La force du manga tient dans sa sobriété. Kaoru Mori ne joue pas la carte du mélodrame : les sentiments se devinent dans un silence, un regard à travers des lunettes embuées, un gant volontairement oublié chez la gouvernante pour avoir un prétexte de revenir. Le travail de reconstitution est d’une précision remarquable — d’autant plus que la mangaka n’a visité l’Angleterre qu’aux alentours du tome 5. Elle s’est nourrie jusque-là de documentation livresque et de la série télévisée Sherlock Holmes produite par Granada Television dans les années 1980. Les intérieurs victoriens, les uniformes de domestiques, les bibliothèques sont rendus avec un soin obsessionnel ; Mori elle-même plaisante en postface sur le calvaire de dessiner des rangées entières de livres.
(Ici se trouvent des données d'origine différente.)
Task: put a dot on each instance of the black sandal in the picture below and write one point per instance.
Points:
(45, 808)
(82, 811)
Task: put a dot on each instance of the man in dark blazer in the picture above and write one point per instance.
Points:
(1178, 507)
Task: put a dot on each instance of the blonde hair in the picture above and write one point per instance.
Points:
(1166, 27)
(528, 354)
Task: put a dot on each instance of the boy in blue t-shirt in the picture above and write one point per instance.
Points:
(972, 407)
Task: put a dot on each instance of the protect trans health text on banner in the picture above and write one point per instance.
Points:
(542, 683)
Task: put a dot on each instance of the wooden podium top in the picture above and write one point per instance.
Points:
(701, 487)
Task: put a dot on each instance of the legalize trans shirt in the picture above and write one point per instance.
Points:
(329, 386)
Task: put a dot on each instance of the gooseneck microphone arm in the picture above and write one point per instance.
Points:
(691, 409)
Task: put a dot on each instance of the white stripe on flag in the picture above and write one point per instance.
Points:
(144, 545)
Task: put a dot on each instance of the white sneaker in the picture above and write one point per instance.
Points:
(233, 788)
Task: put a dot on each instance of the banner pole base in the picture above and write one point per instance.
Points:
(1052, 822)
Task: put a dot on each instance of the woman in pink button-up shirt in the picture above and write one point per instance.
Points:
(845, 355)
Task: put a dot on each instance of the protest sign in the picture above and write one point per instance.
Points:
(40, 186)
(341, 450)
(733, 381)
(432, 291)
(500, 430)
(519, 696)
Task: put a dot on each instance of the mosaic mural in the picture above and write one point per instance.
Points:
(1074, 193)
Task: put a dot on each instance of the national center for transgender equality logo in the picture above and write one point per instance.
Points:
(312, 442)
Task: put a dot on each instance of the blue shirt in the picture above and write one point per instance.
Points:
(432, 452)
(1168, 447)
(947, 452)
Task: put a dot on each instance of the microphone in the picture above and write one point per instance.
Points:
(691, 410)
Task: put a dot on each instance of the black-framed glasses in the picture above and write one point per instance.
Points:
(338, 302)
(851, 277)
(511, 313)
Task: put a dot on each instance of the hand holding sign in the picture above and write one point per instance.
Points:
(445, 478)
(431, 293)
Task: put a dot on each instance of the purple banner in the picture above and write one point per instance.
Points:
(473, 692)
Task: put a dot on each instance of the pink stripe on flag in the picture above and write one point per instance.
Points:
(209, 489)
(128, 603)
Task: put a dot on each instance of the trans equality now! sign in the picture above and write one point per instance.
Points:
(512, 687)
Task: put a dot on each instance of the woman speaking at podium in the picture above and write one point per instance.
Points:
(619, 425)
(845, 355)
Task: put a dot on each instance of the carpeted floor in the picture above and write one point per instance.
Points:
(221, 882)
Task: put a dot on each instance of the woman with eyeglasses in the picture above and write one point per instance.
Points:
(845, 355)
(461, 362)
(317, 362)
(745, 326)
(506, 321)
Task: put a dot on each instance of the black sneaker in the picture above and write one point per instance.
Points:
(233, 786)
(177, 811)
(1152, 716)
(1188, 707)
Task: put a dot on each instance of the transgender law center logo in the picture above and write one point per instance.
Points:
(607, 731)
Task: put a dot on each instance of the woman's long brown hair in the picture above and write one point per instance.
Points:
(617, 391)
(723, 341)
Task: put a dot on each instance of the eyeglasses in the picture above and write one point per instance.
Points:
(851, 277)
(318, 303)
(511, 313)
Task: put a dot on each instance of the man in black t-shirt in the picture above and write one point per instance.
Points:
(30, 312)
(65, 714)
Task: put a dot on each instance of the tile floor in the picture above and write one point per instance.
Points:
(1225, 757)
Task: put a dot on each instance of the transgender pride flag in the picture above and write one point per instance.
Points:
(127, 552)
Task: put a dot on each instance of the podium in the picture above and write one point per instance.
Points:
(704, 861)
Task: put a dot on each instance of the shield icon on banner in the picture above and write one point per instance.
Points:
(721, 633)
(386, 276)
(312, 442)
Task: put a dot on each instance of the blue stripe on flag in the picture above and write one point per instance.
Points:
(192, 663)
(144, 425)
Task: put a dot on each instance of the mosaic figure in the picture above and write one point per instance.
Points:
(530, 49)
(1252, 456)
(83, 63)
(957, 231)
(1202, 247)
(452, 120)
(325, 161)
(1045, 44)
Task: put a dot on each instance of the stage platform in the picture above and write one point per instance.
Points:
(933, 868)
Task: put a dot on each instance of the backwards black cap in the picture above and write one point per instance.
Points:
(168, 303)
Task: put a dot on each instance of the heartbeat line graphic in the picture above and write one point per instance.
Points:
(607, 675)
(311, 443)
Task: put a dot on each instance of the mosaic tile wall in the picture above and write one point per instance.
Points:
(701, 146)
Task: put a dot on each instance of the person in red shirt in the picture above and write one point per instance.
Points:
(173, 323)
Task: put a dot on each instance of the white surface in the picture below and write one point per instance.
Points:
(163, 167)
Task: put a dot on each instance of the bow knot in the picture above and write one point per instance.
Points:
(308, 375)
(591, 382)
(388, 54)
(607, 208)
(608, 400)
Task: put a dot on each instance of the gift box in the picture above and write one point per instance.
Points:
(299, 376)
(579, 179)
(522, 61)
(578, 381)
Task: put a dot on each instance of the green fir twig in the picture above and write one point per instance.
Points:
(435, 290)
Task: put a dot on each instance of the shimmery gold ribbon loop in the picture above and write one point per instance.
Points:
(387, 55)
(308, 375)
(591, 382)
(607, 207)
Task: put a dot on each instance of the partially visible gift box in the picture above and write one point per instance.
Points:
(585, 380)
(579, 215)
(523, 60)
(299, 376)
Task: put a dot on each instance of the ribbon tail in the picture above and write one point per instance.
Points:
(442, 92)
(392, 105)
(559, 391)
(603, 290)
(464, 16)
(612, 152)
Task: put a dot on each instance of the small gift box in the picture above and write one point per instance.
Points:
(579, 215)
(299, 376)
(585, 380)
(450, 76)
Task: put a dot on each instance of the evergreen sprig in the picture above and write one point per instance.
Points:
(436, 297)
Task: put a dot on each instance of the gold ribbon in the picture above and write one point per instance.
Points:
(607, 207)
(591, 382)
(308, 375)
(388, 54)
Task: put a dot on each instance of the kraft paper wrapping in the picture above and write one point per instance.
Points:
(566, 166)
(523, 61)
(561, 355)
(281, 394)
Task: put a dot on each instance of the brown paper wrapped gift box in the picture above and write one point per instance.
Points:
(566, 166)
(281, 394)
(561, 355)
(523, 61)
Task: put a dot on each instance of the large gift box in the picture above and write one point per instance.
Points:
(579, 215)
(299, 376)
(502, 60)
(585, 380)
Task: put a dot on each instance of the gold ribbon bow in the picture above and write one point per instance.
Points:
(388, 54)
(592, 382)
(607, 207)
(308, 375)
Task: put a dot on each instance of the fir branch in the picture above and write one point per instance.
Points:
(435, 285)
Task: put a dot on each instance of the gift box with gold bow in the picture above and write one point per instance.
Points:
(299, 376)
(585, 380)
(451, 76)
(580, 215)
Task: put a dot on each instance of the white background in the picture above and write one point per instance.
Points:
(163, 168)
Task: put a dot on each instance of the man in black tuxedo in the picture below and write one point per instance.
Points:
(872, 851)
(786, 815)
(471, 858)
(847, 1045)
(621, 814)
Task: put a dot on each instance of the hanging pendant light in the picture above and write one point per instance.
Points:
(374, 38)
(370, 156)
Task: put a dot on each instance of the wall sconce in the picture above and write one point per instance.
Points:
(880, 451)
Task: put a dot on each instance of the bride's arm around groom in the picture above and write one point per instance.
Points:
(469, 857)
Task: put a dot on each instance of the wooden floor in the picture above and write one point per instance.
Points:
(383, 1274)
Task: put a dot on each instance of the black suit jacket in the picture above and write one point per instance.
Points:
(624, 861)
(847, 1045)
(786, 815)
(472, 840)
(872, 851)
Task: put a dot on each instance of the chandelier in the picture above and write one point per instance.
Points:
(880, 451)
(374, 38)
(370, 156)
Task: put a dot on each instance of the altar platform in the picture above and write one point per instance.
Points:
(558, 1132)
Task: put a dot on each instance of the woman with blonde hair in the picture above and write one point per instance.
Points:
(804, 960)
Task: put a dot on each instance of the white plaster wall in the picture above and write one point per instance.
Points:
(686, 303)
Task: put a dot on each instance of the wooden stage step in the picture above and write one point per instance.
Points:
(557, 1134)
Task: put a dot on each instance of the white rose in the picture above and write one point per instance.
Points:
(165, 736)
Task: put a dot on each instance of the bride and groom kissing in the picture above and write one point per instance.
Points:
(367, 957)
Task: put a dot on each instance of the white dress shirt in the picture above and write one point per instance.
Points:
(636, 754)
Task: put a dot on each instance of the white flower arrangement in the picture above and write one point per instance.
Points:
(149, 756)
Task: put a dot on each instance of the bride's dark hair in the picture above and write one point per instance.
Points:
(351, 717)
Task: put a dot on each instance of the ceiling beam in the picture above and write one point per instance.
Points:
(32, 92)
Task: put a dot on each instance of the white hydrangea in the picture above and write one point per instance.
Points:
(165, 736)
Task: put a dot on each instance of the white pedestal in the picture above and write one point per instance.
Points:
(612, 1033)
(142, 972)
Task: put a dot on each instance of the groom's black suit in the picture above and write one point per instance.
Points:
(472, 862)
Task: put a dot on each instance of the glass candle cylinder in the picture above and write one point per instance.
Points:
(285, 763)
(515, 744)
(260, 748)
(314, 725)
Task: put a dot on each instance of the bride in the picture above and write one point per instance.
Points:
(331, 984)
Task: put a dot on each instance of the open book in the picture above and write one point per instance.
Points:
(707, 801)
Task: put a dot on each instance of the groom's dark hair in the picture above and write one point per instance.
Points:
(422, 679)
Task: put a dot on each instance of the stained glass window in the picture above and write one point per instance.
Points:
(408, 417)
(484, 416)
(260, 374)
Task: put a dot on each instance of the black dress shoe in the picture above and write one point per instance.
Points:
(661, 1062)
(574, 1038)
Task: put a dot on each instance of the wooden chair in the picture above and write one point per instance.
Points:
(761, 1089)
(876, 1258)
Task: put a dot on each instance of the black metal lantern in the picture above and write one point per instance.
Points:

Publiée entre 2002 et 2008 dans le magazine Comic Beam, Emma a reçu le prix d’excellence du Japan Media Arts Festival en 2005. La série est complète en dix tomes (cinq volumes doubles dans l’édition française Ki-oon, collection Latitudes). C’est l’une des portes d’entrée les plus naturelles dans la romance historique en manga : un récit facile à suivre, une reconstitution soignée, et un ton qui évite aussi bien la mièvrerie que le cynisme.

Tranche d’âge conseillée : seinen, généralement recommandé à partir de 14 ans (12-13 ans selon certains libraires). Pas de violence ni de nudité.


2. Bride Stories (Kaoru Mori, 2008)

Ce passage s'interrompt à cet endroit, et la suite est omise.